British Columbia Court of Appeal legalizes same-sex marriage
Denying same-sex couples the right to marry violates Charter, Court holds
In Egale Canada Inc. v. Canada (Attorney General), the British Columbia Court of Appeal became the first appellate court to find a right to same-sex marriage, concluding that denying same-sex couples the right to marry violates s. 15 of the Canadian Charter of Rights and Freedoms.
In May, 2003, the British Columbia Court of Appeal became the first provincial court of appeal in Canada to rule that gays and lesbians have a right to marry.
On October 2, 2001, the British Columbia Supreme Court dismissed applications brought by several same-sex couples seeking the right to marry. The court gave alternative reasons for its decision. First, it reached the novel conclusion that the term “marriage” under s. 91(26) of the Constitution Act, 1867 could only mean a monogamous opposite-sex relationship because that is what it must have meant to the framers of the Constitution in 1867. Neither a court nor Parliament could alter that definition, the court concluded. It was frozen in time and the only way to change it was by a constitutional amendment.

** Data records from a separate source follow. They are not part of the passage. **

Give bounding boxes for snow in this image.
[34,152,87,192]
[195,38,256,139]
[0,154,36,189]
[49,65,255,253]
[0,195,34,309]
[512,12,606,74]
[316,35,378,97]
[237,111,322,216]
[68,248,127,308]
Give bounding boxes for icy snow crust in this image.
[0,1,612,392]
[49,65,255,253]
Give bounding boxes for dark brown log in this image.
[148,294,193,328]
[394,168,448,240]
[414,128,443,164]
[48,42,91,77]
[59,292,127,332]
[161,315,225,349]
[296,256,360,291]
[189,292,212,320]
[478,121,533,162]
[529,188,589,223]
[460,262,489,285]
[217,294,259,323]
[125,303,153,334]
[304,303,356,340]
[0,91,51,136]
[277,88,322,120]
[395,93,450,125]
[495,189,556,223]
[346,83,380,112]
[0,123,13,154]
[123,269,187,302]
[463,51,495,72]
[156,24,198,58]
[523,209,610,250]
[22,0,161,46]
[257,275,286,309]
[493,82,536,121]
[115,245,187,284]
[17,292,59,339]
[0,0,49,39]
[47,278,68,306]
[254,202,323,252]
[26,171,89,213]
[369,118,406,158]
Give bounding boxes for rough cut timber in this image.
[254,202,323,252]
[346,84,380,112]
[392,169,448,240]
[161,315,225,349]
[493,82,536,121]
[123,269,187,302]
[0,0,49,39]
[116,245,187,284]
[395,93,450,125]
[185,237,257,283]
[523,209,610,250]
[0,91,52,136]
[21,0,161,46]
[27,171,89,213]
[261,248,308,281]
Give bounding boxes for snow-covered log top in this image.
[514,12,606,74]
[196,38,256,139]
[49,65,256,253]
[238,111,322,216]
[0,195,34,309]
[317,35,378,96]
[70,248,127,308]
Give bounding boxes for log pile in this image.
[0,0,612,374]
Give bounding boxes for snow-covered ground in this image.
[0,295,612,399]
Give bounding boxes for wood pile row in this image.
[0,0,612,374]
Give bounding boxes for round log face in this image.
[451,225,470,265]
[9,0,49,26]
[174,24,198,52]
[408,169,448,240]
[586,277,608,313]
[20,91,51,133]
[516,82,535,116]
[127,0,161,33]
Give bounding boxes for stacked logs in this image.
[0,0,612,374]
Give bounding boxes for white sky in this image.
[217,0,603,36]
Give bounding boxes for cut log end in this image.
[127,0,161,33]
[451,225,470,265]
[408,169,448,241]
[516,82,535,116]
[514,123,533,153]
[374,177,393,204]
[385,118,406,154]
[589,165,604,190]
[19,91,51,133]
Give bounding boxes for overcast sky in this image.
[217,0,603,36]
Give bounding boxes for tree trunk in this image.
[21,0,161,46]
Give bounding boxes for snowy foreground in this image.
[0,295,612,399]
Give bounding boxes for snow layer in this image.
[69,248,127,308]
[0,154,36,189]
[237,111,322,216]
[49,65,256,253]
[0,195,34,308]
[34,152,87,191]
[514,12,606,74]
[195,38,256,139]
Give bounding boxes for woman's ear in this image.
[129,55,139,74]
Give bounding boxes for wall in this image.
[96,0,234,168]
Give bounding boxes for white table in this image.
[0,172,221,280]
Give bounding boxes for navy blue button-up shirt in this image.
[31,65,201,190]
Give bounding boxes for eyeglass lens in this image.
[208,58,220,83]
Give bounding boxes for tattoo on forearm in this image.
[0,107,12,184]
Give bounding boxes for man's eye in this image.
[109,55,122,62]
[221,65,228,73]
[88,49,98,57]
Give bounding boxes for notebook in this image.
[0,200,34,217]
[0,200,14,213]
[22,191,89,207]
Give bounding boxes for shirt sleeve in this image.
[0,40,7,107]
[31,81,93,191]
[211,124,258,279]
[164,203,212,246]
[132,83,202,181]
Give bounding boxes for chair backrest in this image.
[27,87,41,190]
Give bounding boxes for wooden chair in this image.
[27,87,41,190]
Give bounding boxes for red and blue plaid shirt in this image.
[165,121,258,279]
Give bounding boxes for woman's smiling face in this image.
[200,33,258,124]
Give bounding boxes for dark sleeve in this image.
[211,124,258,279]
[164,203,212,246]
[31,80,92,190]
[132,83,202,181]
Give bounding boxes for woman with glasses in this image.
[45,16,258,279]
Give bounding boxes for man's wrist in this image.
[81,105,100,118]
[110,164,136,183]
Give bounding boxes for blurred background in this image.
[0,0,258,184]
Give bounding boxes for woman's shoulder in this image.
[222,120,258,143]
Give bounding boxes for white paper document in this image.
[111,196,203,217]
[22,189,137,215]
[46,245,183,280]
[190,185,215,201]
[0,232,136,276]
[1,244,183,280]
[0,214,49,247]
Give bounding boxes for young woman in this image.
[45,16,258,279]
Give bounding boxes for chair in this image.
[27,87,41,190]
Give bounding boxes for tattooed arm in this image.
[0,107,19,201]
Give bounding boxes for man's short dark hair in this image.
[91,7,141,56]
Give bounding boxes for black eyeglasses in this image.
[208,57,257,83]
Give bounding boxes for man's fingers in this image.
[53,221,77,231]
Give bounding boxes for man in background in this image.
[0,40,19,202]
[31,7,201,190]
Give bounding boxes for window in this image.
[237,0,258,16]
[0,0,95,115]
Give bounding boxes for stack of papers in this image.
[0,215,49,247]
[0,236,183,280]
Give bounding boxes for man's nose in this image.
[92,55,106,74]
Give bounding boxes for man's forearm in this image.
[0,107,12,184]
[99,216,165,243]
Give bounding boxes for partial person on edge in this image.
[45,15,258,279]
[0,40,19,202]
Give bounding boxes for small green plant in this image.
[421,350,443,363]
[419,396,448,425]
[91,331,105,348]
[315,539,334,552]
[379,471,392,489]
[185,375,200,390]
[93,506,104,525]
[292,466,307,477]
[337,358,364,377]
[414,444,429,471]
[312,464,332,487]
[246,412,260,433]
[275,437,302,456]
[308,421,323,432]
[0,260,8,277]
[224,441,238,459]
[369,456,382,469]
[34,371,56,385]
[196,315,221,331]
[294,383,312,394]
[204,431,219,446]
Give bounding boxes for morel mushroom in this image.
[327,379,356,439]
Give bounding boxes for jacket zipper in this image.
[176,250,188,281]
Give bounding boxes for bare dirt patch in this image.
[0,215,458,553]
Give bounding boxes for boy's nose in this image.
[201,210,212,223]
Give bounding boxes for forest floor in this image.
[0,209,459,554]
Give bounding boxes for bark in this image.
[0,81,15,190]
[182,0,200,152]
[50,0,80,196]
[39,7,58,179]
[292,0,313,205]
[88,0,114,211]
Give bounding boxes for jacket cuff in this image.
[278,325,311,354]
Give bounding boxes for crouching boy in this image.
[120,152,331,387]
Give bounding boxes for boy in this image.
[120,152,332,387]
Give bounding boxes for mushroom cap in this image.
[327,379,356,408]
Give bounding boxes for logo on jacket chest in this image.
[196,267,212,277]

Second, the court held that the common law definition of marriage (which it determined to be a “lawful and monogamous union of two persons of the opposite sex”) violated the equality rights of gays and lesbians under s. 15 of the Charter. However, it concluded that this limit on rights was reasonable under s. 1 of the Charter.
Egale Canada and five couples seeking the right to marry appealed the decision to the British Columbia Court of Appeal.
The B.C. Court of Appeal’s decision
The B.C. Court of Appeal granted the appeal and overturned the lower court decision.
The B.C. Court of Appeal largely agreed with the reasons of Justice LaForme in the Ontario Divisional Court’s July 2002 decision on the same issue. Justice LaForme had rejected the same “frozen in time” argument:
Given that “marriage” refers only to a topic or “class of subjects” of potential legislation, it cannot contain an internal frozen in time meaning that reflects the presumed framers’ intent as it may have been in 1867. It must — as the authorities have proclaimed — be interpreted “as describing a subject for legislation, not a definite object.” Canadian courts have repeatedly declared that the language of the B.N.A. Act “must be given a large and liberal interpretation” recognizing “the magnitude of the subject with which it purports to deal in very few words”
The Court of Appeal also rejected the lower court’s conclusion that a ban on same-sex marriage was justified under s. 1 of the Charter, again largely for the reasons given by Justice LaForme in the Ontario case.
The Court of Appeal rejected arguments by intervener religious groups that giving gays and lesbians the right to marry would mean that churches would be forced to perform marriage ceremonies against their will:
…[T]he equality rights of same-sex couples do not displace the rights of religious groups to refuse to solemnize same-sex marriages which do not accord with their religious beliefs. Similarly, the rights of religious groups to freely practise their religion cannot oust the rights of same-sex couples seeking equality, by insisting on maintaining the barriers in the way of that equality.
While the Court concluded that denying equal marriage was discriminatory, it suspended its decision until July 2004, to give the federal and provincial governments time to review and revise legislation to make it consistent with the Court’s decision.
In June 2003, the Ontario Court of Appeal also decided that same-sex couples should be able to marry. However, the Court of Appeal did not suspend its decision and couples in Ontario began marrying immediately.
Egale brought a motion to ask the B.C. Court of Appeal to lift its suspension so that couples in B.C. would not have to wait for another year to marry. The Court agreed and lifted the suspension in August 2003.